The supply chain situation has improved during the quarter, with Lerner saying: “We are receiving much larger shipments of the tape component that we lacked … overall, the situation has improved dramatically.”

He also said the business coming in from Pivot3 should increase as: “Our entire sales team is now compensated to cross-sell surveillance into our large and loyal installed base, and we’re starting to see quite a bit of traction from that in the pipeline as well as in quarter. So we are, right now, for last quarter and for the quarter in front of us, we’re beating our internal objectives with our surveillance business.”

Supply chain price increases

Quantum has added price increases because of the supply chain issues and, separately, it’s moved products to subscription pricing. Lerner explained: “We actually have instituted a series of those programs. We first instituted a 1.75 per cent across the board surcharge to deal with predominantly the increase in transportation fees and shipping fees. We moved the StorNext product to subscription. And as we’re moving DXi to subscription in that, we’re instituting price increases in the eight per cent to 15 per cent range based on various products. 

“Same thing with ActiveScale cold storage. With the introduction of that product, we’ve added price increases. We introduced the 84000, and we’ll be introducing the 84,000 Essentials. And those are both at premium pricing as well. So we are doing a combination of surcharges across the board and then product-specific price increases as well.”

He pointed out: “We’re paying extra to get drivers, quite frankly, to get trucks to show up on time. We’re paying a premium for that.” Quantum doesn’t expect such surcharges to last though.

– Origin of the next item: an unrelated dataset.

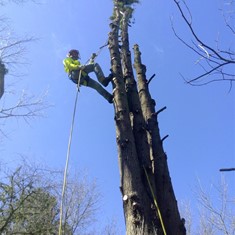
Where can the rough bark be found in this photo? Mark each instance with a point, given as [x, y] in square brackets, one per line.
[3, 72]
[139, 154]
[165, 193]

It’s also asking for deposits from large customers which require Quantum to buy a lot of component material up front and hold it on its books for months — six, nine and even twelve months.


Quantum’s guidance for the next quarter sets expectations at $104 million revenues plus/minus $5 million. The $104 million would be a 6.1 per cent increase on the year-ago Q3.

The guidance for the fiscal year is for revenues between $380 million and $420 million — $400 at the mid-point which would be a 14. 4 per cent increase on FY2021 revenues. 

Quantum will hold a virtual analyst day event on November 9 and outline its change to an annual recurring revenue business model. Lerner did say: “The only thing at this stage that is not on subscription is our surveillance business and our tape hardware business.” We expect that to change in Quantum’s FY2023.